A commercial lawyer, he works with Smart and is a consultant to law firm Bannister & von Dadelszen after being a partner for more than 20 years.
She was disappointed to not be chosen as the National Party’s Napier candidate in (pre) the general election. Her house was on the market so she could live in the electorate.
“I wanted it pretty bad but Napier people couldn’t reconcile themselves to someone who lived in Havelock North.
Surprised At first she was surprised to be elected to the Hastings District Council, with just four billboards and a Facebook Page.

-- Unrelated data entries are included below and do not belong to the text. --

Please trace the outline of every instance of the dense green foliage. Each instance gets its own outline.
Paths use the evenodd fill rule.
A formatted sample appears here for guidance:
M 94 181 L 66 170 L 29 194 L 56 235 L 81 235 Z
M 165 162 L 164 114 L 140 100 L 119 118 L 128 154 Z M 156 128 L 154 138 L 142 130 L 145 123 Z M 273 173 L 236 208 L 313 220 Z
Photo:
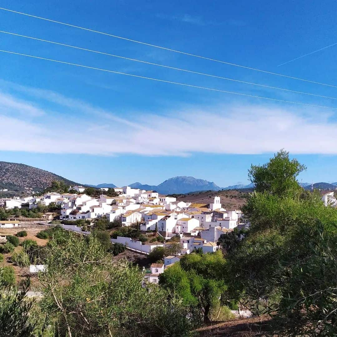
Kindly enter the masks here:
M 37 238 L 39 239 L 51 239 L 53 236 L 58 231 L 61 229 L 61 227 L 59 226 L 56 226 L 54 227 L 50 227 L 46 229 L 40 231 L 36 234 Z
M 123 253 L 126 249 L 126 247 L 125 245 L 117 242 L 112 245 L 110 248 L 110 251 L 113 255 L 118 255 L 121 253 Z
M 156 286 L 143 287 L 143 274 L 127 262 L 112 263 L 95 236 L 60 231 L 47 250 L 39 305 L 53 335 L 189 335 L 181 301 Z
M 223 279 L 226 265 L 220 250 L 187 254 L 160 274 L 159 284 L 179 294 L 195 317 L 207 321 L 227 290 Z
M 33 302 L 26 297 L 30 281 L 22 289 L 0 284 L 0 337 L 37 337 L 38 328 L 30 319 Z
M 15 281 L 14 269 L 10 266 L 0 267 L 0 284 L 12 285 Z
M 242 208 L 250 229 L 227 254 L 230 290 L 257 311 L 268 301 L 281 334 L 335 336 L 337 209 L 299 186 L 304 168 L 283 150 L 252 166 L 256 189 Z
M 23 238 L 27 236 L 27 232 L 25 231 L 20 231 L 17 233 L 17 236 L 19 238 Z
M 6 238 L 7 239 L 7 242 L 10 242 L 14 247 L 17 247 L 19 245 L 20 241 L 19 238 L 14 235 L 7 235 Z

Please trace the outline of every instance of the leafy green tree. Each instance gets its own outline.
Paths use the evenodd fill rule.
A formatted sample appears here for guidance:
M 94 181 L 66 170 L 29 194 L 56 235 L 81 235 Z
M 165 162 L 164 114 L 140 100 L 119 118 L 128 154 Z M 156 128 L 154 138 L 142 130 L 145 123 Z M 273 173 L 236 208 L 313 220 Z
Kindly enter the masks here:
M 42 329 L 32 321 L 31 315 L 33 302 L 27 299 L 30 286 L 29 279 L 24 282 L 22 289 L 0 284 L 0 337 L 38 337 Z
M 164 256 L 168 255 L 166 253 L 166 250 L 163 247 L 155 247 L 150 252 L 149 258 L 151 262 L 154 263 L 162 260 Z
M 283 335 L 337 335 L 337 240 L 318 224 L 315 238 L 306 243 L 308 253 L 291 252 L 282 262 L 285 286 L 272 314 Z
M 6 242 L 3 245 L 4 253 L 11 253 L 15 249 L 15 246 L 10 242 Z
M 110 250 L 114 255 L 116 255 L 123 253 L 126 249 L 126 247 L 125 245 L 117 242 L 112 245 Z
M 0 220 L 5 220 L 7 218 L 6 211 L 2 207 L 0 207 Z
M 0 267 L 0 284 L 12 285 L 15 282 L 15 272 L 11 266 Z
M 174 295 L 154 285 L 126 261 L 114 261 L 94 236 L 60 231 L 47 247 L 39 274 L 39 303 L 55 335 L 187 336 L 188 311 Z
M 243 228 L 239 230 L 236 227 L 231 232 L 221 234 L 217 243 L 221 246 L 224 251 L 230 253 L 236 248 L 248 232 L 248 230 L 246 228 Z
M 11 256 L 11 259 L 20 267 L 28 267 L 30 264 L 29 256 L 24 250 L 14 252 Z
M 7 242 L 10 242 L 14 247 L 17 247 L 19 245 L 20 241 L 19 238 L 14 235 L 7 235 L 6 237 Z
M 212 309 L 219 305 L 227 289 L 223 278 L 227 263 L 222 253 L 186 254 L 176 264 L 178 266 L 168 268 L 160 275 L 159 284 L 177 292 L 192 312 L 197 309 L 199 317 L 209 321 Z
M 251 165 L 248 176 L 257 192 L 267 192 L 279 196 L 300 192 L 296 178 L 306 167 L 296 159 L 290 160 L 289 155 L 282 149 L 267 164 Z
M 182 248 L 180 242 L 170 242 L 170 245 L 166 247 L 166 253 L 168 255 L 175 255 L 180 253 Z
M 27 236 L 27 232 L 25 231 L 20 231 L 17 233 L 17 236 L 19 238 L 22 238 Z
M 112 248 L 112 244 L 110 241 L 110 235 L 107 231 L 95 229 L 93 231 L 92 235 L 97 239 L 105 250 L 109 250 Z
M 94 222 L 95 228 L 100 231 L 105 231 L 109 226 L 109 221 L 105 216 L 96 219 Z

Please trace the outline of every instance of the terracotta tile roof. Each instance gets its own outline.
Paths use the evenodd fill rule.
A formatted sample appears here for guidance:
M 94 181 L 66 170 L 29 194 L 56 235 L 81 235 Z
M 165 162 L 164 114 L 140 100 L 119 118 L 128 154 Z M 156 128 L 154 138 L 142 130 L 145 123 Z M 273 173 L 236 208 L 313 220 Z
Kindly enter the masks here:
M 163 265 L 163 263 L 153 263 L 151 267 L 152 268 L 161 268 Z

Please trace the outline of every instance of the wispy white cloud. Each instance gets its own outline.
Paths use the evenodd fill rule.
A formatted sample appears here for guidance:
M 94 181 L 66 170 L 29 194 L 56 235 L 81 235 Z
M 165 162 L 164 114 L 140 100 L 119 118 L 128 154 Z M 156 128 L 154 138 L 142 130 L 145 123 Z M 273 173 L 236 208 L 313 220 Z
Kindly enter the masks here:
M 31 102 L 23 101 L 9 94 L 0 92 L 0 111 L 10 114 L 20 114 L 32 117 L 41 116 L 44 111 Z
M 56 128 L 55 119 L 51 119 L 55 116 L 25 120 L 1 110 L 2 138 L 10 141 L 0 142 L 0 150 L 185 156 L 195 152 L 258 154 L 284 148 L 294 154 L 337 154 L 337 122 L 318 110 L 308 112 L 298 108 L 233 103 L 173 109 L 161 115 L 134 114 L 128 119 L 53 92 L 46 95 L 45 91 L 27 90 L 38 98 L 44 95 L 52 103 L 75 109 L 77 114 L 71 117 L 71 123 L 67 125 L 66 118 Z M 43 113 L 30 101 L 2 94 L 0 106 L 5 105 L 7 111 L 22 107 L 24 111 Z M 86 118 L 88 115 L 91 118 Z

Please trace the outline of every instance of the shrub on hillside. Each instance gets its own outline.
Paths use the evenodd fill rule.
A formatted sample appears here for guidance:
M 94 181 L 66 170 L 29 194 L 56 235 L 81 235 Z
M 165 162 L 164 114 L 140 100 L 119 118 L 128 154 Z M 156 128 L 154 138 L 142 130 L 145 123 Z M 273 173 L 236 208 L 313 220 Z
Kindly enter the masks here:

“It showed me people remember a history. Some have a theory that the one with the most billboards wins, but people aren’t stupid.”
Smart has also embraced the franchise model and has branches in Christchurch and Auckland, but it is her political career that she finds “invigorating” and “character building”.
“I’m very questioning and it takes me back to the nursing days, asking why we do things a particular way – why can’t family stay with a child while it’s dying?”
She keeps an eye on the childcare industry.
Porse has been bought by an Australian company that had an oversubscribed listing on the New Zealand stock exchange last year. Porse was part of an extensive list of early childhood education businesses.
“They aren’t doing it for the health and welfare of New Zealand children. They are doing it because the business of childcare is hugely profitable.
“Childcare businesses are bulk-funded like primary and high schools. Millions of dollars drop in from the taxpayer quarterly. You couldn’t stuff up if you tried, because the cash is so amazing. You can make a heap of mistakes if you know another $5 million is coming in three months.”
But the industry is not a sure thing. The government could “pull the rug” at any time.
“I am hoping they might because I think we can get better value for money.
“I think we need to give parents the opportunity to stay at home with their children where they receive the support of an early childhood programme and possibly be reimbursed for following it.
“We would get more bang for our buck and have less stress in our parents and children.
“I feel pretty strongly about that and I have the next model on a big piece of paper at home – NurtureAotearoa.”
“Becoming a MP might help me to get that idea off the ground.”